Background: Despite monogenic and polygenic contributions to cardiovascular disease (CVD), genetic testing is not widely adopted, and current tests are limited by the breadth of surveyed conditions and interpretation burden.
Methods: We developed a comprehensive clinical genome CVD test with semi-automated interpretation. Monogenic conditions and risk alleles were selected based on the strength of disease association and evidence for increased disease risk, respectively. Non-CVD secondary findings genes, pharmacogenomic (PGx) variants and CVD polygenic risk scores (PRS) were assessed for inclusion. Test performance was modeled using 2,594 genomes from the 1000 Genomes Project, and further investigated in 20 previously tested individuals.
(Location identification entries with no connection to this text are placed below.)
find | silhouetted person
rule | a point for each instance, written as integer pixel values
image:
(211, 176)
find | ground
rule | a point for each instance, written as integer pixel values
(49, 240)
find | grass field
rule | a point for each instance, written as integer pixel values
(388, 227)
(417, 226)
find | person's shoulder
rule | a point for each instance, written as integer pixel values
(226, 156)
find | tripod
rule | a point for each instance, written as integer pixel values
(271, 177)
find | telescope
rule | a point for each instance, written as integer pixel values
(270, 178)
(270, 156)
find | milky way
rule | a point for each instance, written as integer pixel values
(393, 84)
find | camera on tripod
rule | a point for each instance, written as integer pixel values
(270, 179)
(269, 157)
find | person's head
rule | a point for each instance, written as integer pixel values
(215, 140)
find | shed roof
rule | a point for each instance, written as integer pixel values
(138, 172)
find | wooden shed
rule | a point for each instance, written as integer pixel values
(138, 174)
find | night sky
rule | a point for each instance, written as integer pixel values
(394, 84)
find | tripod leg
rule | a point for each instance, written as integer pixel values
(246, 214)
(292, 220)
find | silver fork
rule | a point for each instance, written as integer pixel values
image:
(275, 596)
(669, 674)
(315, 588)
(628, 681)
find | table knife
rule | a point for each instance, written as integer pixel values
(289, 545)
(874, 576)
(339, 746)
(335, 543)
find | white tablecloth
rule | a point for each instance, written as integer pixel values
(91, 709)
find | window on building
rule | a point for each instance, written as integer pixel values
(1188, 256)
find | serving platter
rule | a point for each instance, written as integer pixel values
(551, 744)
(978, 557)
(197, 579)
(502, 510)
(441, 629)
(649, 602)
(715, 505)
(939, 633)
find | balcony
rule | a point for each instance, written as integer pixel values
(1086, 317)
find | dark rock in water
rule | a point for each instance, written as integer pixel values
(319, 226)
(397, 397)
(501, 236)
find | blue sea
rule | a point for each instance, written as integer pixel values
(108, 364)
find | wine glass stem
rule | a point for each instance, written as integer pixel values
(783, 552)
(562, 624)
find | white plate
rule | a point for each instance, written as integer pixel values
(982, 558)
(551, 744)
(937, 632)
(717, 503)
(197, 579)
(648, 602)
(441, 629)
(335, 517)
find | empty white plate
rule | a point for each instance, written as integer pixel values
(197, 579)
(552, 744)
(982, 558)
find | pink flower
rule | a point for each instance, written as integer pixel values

Results: The CVD genome test is composed of a panel of 215 CVD gene-disease pairs, 35 non-CVD secondary findings genes, 4 risk alleles or genotypes, 10 PGx genes and a PRS for coronary artery disease. Modeling of test performance using samples from the 1000 Genomes Project revealed ~6% of individuals with a monogenic finding in a CVD-associated gene, 6% with a risk allele finding, ~1% with a non-CVD secondary finding, and 93% with CVD-associated PGx variants. Assessment of blinded clinical samples showed complete concordance with prior testing. An average of 4 variants were reviewed per case, with interpretation and reporting time ranging from 9-96 min.
Conclusions: A genome sequencing based CVD genetic risk assessment can provide comprehensive genetic disease and genetic risk information to patients with CVD. The semi-automated and limited interpretation burden suggest that this testing approach could be scaled to support population-level initiatives.